All of lore.kernel.org
 help / color / mirror / Atom feed
* [RFC] Inverse of flowi{4,6}_oif: flowi{4,6}_not_oif
@ 2016-02-02 22:42 Jason A. Donenfeld
  2016-02-03 14:27 ` Jason A. Donenfeld
  2016-02-03 17:46 ` [PATCH] flowi: add concept of "not_oif" Jason A. Donenfeld
  0 siblings, 2 replies; 9+ messages in thread
From: Jason A. Donenfeld @ 2016-02-02 22:42 UTC (permalink / raw)
  To: Netdev, David Miller, Eric W. Biederman, dsa

Hi folks,

Sometimes it is useful to ask, "what is the route for 1.2.3.4/32 if we
*exclude* routes that go out through eth8?" Currently, the only way of
doing this is to read the entire routing table in userspace, and then
reimplement all of the logic for the various tables and metrics and
complex logic of the FIB, remove the routes you want, and then
calculate the answer. This is, obviously, far from satisfactory, as
it's not really feasible to accurate reimplement that. Of course,
another obviously flawed way would be to just remove those routes for
"dev eth8", do the lookup, and then re-add them, but this is
disruptive.

The best solution for this is to add a flowi4_not_oif and
flowi6_not_oif member which looks up a route that doesn't use the
specified netdev.

What are the use cases of this? Several.

In userspace, the most obvious usage is this: OpenVPN or OpenConnect
or any other similar application receives routes from a server. It
wants to add those routes to the routing table. But, it needs to make
sure that the OpenVPN endpoint is still accessible over the actual
network interface, especially in the case of being pushed "0/1 and
128/1". So, before adding those routes, it looks up what the existing
route is, and then adds that route explicitly: "ip route add
1.2.3.4/32 via <current default route>". Then it can add routes that
might potentially override this, while keeping the tunnel working.

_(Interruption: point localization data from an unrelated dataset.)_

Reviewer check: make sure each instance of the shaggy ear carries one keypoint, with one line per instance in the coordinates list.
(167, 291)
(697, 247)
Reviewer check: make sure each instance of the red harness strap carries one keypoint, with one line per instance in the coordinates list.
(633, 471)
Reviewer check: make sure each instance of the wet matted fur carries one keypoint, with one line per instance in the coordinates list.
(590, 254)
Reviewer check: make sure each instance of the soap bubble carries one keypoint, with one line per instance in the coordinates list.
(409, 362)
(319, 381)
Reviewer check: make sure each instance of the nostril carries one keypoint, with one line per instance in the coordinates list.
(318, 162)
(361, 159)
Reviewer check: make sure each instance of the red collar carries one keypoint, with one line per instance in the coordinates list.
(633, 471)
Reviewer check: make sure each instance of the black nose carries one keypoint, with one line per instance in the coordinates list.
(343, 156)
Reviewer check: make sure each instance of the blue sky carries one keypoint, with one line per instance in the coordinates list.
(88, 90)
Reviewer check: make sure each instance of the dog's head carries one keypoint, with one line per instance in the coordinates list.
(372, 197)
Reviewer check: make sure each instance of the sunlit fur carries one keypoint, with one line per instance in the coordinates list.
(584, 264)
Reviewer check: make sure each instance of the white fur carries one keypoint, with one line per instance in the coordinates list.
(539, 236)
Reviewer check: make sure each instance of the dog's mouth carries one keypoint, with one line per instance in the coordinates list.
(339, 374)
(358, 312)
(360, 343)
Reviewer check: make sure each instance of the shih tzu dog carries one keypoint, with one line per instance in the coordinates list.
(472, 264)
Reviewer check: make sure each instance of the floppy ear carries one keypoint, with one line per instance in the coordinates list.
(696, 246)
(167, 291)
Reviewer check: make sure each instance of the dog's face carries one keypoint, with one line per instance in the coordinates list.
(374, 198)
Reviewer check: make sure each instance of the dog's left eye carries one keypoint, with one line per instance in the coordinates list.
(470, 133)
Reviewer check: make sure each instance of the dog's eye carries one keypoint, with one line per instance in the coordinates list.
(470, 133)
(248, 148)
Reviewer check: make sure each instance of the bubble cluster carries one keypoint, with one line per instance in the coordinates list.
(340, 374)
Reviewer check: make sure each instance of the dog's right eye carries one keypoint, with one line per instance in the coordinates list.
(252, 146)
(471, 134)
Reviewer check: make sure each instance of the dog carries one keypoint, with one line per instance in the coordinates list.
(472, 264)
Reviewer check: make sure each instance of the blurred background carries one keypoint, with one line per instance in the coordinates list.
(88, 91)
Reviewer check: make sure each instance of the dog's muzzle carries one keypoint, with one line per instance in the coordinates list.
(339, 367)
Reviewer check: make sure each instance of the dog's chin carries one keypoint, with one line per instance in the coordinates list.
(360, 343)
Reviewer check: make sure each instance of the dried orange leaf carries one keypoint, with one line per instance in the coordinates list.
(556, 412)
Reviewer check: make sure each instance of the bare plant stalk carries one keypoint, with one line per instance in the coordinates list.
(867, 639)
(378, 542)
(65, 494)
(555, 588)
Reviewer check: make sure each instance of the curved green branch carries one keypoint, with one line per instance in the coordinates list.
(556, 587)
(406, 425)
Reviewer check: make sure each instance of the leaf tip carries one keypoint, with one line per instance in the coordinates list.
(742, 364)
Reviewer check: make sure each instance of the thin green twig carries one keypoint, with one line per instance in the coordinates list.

However, there are big problems with this naive (yet "state of the
art") approach. What if the former default route changes (because of,
say, dhclient)? In this case, the explicit route to the endpoint is
not updated. Or worse, what if several complicated changes are made at
once to the routing table? The *only* way to reliably figure out the
new explicit route to the tunnel endpoint is to remove the tunnel's
existing routes (!), query the route for the endpoint, and then re-add
them. Not only does this affect availability due to its blatant lack
of atomicity, but it also is an issue from a network security
perspective. Another problem -- which affects me personally on a daily
basis -- is: what happens when the device that previously routed the
endpoint goes down, and then back up again? This happens with wireless
cards, for example, when a laptop suspends. On an OpenVPN laptop with
"0/1 and 128/1" routes, upon resuming from suspend and reconnecting to
a wireless network, one must manually reconfigure the explicit route
to the endpoint, since it has been automatically garbage collected
when the interface went down. No, this isn't a userspace problem: as
previously mentioned, userspace cannot reliably make the calculations
necessary to add such endpoint routes without affecting availability
and/or security.

There's another use case, inside the kernel. Geneve, vxlan, and many
other tunnel devices have this copy&pasted codeblock:

        if (rt->dst.dev == dev) { /* is this necessary? */
                netdev_dbg(dev, "circular route to %pI4\n", &fl4->daddr);
                ip_rt_put(rt);
                return ERR_PTR(-ELOOP);
        }

While it remains up for debate (and potential configuration flags)
whether one would want such an "automagical" solution, it is possible
to imagine "rt->dst" here being calculated with "flowi{4,6}_not_oif"
in mind, which would eliminate this loop detection need and generally
lead to having a happier network administrator.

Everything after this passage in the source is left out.